Women who state yoga as a thing they do actually spend more time thinking about doing it than actively doing it. Stiff desk-based software engineer Jemima Bennett regularly sits on the sofa in loose clothing in the position of the basking meerkat binge watching Bridgerton. Each time the adverts come on she decides that at the next ad break she’ll stop watching telly and do some yoga from the DVD she bought in 2004. This sits next to two other still shrink wrapped yoga DVDs. Despite streaming all other media Jemima needs to do yoga from a DVD because otherwise she gets lost in what she should be bending when. She has never got to the end of the DVD. About once a year she completes the first fifteen minutes of the DVD and then spends the next week prancing about like an agile flamingo.
Periodically Jemima decides that going to a class instead of doing yoga at home will motivate her. She then decides none of the local classes are at the optimum time.
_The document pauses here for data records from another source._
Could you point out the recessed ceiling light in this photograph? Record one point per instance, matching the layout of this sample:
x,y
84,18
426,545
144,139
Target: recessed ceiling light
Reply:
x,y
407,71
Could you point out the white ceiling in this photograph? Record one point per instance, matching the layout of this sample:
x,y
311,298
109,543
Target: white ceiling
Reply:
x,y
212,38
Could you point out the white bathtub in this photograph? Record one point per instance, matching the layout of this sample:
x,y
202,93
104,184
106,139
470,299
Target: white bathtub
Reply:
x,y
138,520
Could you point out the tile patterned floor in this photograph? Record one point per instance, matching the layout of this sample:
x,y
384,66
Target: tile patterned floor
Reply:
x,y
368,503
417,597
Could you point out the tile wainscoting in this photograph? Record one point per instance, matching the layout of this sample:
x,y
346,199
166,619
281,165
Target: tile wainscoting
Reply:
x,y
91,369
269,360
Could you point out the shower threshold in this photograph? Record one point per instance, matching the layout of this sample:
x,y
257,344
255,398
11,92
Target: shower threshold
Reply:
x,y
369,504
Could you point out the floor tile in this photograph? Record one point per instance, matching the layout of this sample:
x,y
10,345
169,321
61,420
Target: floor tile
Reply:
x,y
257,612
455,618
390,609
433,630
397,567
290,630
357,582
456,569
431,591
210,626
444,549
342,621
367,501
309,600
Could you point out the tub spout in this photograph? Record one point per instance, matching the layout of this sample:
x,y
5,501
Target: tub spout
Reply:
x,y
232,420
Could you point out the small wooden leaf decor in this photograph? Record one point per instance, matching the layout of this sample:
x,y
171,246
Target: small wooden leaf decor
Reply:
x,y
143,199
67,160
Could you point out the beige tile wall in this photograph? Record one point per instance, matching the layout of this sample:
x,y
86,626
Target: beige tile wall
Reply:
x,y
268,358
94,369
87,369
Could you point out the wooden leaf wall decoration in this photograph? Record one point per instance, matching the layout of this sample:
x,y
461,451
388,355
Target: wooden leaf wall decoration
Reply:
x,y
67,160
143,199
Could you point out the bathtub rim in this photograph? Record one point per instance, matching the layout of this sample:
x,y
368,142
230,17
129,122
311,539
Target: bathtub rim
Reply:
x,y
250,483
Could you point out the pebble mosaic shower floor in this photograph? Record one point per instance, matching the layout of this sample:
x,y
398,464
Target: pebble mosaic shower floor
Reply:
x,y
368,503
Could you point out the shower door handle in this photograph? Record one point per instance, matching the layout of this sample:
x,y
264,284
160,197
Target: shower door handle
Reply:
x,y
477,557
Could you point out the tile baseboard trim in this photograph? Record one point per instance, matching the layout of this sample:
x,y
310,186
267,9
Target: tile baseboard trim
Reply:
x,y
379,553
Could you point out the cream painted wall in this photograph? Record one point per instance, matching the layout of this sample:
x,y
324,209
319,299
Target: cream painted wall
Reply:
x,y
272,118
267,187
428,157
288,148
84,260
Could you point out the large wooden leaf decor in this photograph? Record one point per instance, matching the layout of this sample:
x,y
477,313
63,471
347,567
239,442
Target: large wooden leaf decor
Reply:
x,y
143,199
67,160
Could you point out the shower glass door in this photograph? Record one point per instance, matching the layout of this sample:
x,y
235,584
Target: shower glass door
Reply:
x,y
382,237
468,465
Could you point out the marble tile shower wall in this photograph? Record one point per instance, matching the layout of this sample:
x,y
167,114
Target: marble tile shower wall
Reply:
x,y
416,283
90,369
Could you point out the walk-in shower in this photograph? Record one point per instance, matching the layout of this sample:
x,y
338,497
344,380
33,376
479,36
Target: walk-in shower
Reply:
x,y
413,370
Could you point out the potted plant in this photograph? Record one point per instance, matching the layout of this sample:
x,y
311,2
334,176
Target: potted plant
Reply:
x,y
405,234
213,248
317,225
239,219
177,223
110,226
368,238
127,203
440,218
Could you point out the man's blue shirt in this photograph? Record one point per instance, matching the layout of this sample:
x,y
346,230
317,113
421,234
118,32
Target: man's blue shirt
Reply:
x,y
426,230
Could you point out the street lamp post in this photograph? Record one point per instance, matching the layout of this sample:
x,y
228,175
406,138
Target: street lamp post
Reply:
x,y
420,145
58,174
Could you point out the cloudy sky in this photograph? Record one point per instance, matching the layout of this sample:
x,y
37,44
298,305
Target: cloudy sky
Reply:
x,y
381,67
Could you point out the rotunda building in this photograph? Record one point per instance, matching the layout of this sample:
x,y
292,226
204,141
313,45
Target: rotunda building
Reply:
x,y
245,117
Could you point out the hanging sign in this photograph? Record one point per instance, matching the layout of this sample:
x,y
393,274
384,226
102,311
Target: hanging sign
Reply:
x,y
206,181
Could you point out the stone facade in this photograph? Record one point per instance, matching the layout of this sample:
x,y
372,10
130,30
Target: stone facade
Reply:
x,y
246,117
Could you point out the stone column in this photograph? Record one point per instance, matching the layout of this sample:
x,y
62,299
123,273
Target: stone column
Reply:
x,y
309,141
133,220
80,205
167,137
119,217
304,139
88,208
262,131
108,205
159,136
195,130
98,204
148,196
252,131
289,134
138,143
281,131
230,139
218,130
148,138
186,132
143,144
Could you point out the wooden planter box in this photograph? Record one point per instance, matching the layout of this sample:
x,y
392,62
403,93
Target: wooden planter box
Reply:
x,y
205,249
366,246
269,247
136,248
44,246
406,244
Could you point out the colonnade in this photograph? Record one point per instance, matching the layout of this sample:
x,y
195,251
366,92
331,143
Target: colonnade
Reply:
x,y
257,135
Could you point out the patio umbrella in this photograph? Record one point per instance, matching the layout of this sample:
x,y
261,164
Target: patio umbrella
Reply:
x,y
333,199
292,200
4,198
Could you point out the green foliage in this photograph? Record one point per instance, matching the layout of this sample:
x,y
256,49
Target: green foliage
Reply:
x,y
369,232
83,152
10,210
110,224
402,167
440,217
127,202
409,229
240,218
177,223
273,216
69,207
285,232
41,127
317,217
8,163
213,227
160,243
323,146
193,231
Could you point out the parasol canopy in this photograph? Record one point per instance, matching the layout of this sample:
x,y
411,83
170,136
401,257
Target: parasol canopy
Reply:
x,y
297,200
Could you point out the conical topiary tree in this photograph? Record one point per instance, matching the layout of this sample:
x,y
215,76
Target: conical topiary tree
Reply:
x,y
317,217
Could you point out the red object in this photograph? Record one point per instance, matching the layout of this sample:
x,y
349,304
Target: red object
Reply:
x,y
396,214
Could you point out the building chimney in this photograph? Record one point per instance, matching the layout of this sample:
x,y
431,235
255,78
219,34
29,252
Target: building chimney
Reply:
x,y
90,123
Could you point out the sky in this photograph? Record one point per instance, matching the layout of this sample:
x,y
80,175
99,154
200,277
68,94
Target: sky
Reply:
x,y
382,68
She mentions this to fellow bendiness-dodger Lucinda and they both sit in the regretful salmon pose by a coffee table with a plate of Bonne Maman Chocolat Caramel Tartelettes (unarguably the middle class Twix).
Both women stand in front of their wardrobes in the posture of the irritable wombat and suffer guilt over the enormously expensive, barely worn leggings they purchased despite yoga not needing special clothes. The leggings have a pocket. This is a win. Months pass in the firm sloth posture and then a microdose of yoga is achieved again.